As Paul Starr noted in September, Democrats had little choice but to do their constitutional duty, regardless of the stonewall they would run up against with the Senate Republican majority. Attempting to employ a foreign power to influence an election was too great an offense, Starr wrote. Writing fellow Brittany Gibson took the bombshell whistleblower report that kicked off the drama to take a deeper look at government whistleblowers more generally. “While this administration has acted in unprecedented ways, ignoring the norms set before them, the accusations of treason are merely a Trumpian escalation of President Barack Obama’s war on whistleblowers,” Gibson wrote.
As for whether Ukraine-gate would sway Republicans’ sense of morality and obligation to country, Harold Meyerson put a rest to that on October 1. This would not be like 1974, when Republicans trekked to the White House to tell Nixon he would have to resign lest he be removed. “There are a host of explanations for why and how Republicans have cocooned themselves from reality, not least the realignment of Southern whites into the GOP, which pushed the party to embrace a much more hard-right politics that drove many moderates into the Democrats’ ranks,” Meyerson wrote. “If Trump is polling at twice Nixon’s final-days level, and if congressional Republicans still sing Trump’s praises for fear of estranging their counterfactually oriented base, Fox and its ilk are substantially to blame.”

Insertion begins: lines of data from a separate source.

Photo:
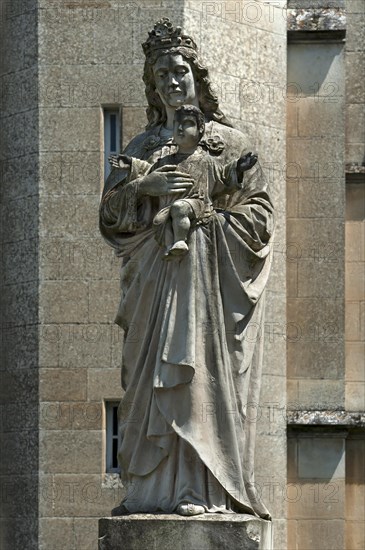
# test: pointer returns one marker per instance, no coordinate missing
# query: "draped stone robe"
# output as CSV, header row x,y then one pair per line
x,y
192,355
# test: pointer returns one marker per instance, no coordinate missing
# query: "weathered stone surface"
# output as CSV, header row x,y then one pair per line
x,y
68,451
172,532
330,418
317,19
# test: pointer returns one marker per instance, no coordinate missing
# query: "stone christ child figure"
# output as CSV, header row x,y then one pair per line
x,y
212,179
185,445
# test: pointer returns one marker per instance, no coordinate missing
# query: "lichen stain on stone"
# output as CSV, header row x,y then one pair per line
x,y
253,533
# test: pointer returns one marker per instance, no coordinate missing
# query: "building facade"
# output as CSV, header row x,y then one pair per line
x,y
290,76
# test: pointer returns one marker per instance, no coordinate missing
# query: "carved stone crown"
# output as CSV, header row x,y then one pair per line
x,y
165,36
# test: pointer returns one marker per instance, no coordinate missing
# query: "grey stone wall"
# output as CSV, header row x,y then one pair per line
x,y
62,351
19,276
355,87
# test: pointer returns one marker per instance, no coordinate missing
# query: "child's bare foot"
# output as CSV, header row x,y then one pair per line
x,y
177,250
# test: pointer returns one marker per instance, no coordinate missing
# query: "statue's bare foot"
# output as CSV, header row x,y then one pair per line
x,y
177,250
187,509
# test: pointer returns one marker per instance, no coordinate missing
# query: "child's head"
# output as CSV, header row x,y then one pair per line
x,y
189,126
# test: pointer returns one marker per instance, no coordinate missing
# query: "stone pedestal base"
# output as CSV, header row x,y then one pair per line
x,y
173,532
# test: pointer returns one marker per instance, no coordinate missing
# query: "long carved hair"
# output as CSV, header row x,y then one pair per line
x,y
208,100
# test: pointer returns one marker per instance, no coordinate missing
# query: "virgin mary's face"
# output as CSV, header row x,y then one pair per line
x,y
175,82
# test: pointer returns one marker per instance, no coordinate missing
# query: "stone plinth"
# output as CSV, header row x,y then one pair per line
x,y
173,532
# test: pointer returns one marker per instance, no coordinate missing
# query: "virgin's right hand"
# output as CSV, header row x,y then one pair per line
x,y
165,181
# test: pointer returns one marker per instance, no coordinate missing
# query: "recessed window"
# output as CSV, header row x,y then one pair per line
x,y
111,409
112,124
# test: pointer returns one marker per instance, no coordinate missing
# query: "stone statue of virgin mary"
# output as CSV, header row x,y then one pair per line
x,y
190,372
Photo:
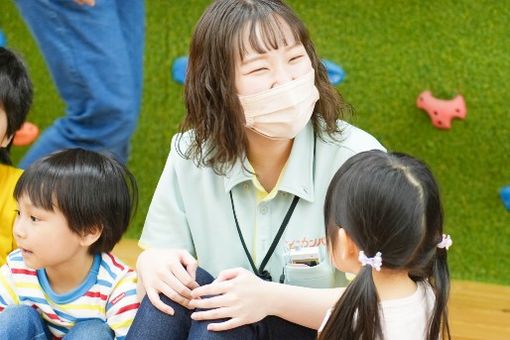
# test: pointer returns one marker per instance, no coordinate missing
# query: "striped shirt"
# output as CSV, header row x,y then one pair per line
x,y
108,293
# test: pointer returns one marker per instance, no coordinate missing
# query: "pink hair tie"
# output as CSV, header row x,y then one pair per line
x,y
374,262
446,242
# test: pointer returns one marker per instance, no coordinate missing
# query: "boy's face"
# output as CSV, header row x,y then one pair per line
x,y
4,139
44,236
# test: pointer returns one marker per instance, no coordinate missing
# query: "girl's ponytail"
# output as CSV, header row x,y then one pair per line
x,y
356,314
440,282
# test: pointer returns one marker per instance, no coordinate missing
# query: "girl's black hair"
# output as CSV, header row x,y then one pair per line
x,y
387,202
15,95
90,189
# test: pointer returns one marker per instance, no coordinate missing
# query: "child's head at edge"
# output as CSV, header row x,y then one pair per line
x,y
92,191
214,111
15,99
388,203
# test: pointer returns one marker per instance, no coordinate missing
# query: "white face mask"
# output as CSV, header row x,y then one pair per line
x,y
281,112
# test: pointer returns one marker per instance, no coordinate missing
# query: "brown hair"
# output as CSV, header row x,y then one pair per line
x,y
214,112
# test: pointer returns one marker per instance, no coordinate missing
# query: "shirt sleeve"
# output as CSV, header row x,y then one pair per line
x,y
122,305
166,225
8,294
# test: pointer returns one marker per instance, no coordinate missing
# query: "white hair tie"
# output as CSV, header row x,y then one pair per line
x,y
374,262
446,242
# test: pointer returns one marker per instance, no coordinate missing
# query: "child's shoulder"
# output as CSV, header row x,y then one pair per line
x,y
9,174
113,264
16,264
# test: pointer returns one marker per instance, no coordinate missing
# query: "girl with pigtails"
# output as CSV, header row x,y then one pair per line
x,y
384,222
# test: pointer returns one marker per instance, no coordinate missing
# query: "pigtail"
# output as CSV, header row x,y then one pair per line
x,y
4,156
440,282
356,314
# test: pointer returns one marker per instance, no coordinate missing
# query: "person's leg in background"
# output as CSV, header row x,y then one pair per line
x,y
95,58
22,322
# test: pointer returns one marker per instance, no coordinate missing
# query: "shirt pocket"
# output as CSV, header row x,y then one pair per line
x,y
319,276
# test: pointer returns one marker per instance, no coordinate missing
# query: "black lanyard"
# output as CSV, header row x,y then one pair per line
x,y
264,274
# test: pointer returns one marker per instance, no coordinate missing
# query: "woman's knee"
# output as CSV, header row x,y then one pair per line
x,y
21,322
19,314
90,329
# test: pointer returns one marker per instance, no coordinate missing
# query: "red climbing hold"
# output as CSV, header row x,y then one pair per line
x,y
441,112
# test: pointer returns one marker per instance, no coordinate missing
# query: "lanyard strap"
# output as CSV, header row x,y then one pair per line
x,y
264,274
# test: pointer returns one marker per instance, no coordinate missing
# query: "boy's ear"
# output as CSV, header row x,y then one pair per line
x,y
348,248
91,236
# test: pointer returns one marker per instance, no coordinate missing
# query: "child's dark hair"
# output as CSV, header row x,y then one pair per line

That didn’t make Democrats’ actions on impeachment meaningless. Prospect writers consistently pushed for a broader inquiry into Trump administration lawlessness. Alexander Sammon cited Henry Kissinger’s ability to flourish post-Nixon as a reason to lay all the facts on the table so nobody could be immune to them. And Jeff Faux also demanded that Democrats follow the trail of evidence wherever it leads.
Continued revelations on the Ukraine saga even after the House impeachment vote did raise hopes of ongoing investigation, which could go well beyond Ukraine, and toward a wide-ranging exploration of corruption. By the end of the House process, I found the whole saga to be rather limp. “The circumscribed Ukraine scandal, a tidy synecdoche of abuse of power, taught little,” I wrote. “The tale could be told simply enough through a few Foreign Service officials, providing a mere hint of the broader kleptocracy at play. One problem with this simplicity is that it’s hard to captivate the nation once you’ve explained the first time: The rest becomes argument for argument’s sake.”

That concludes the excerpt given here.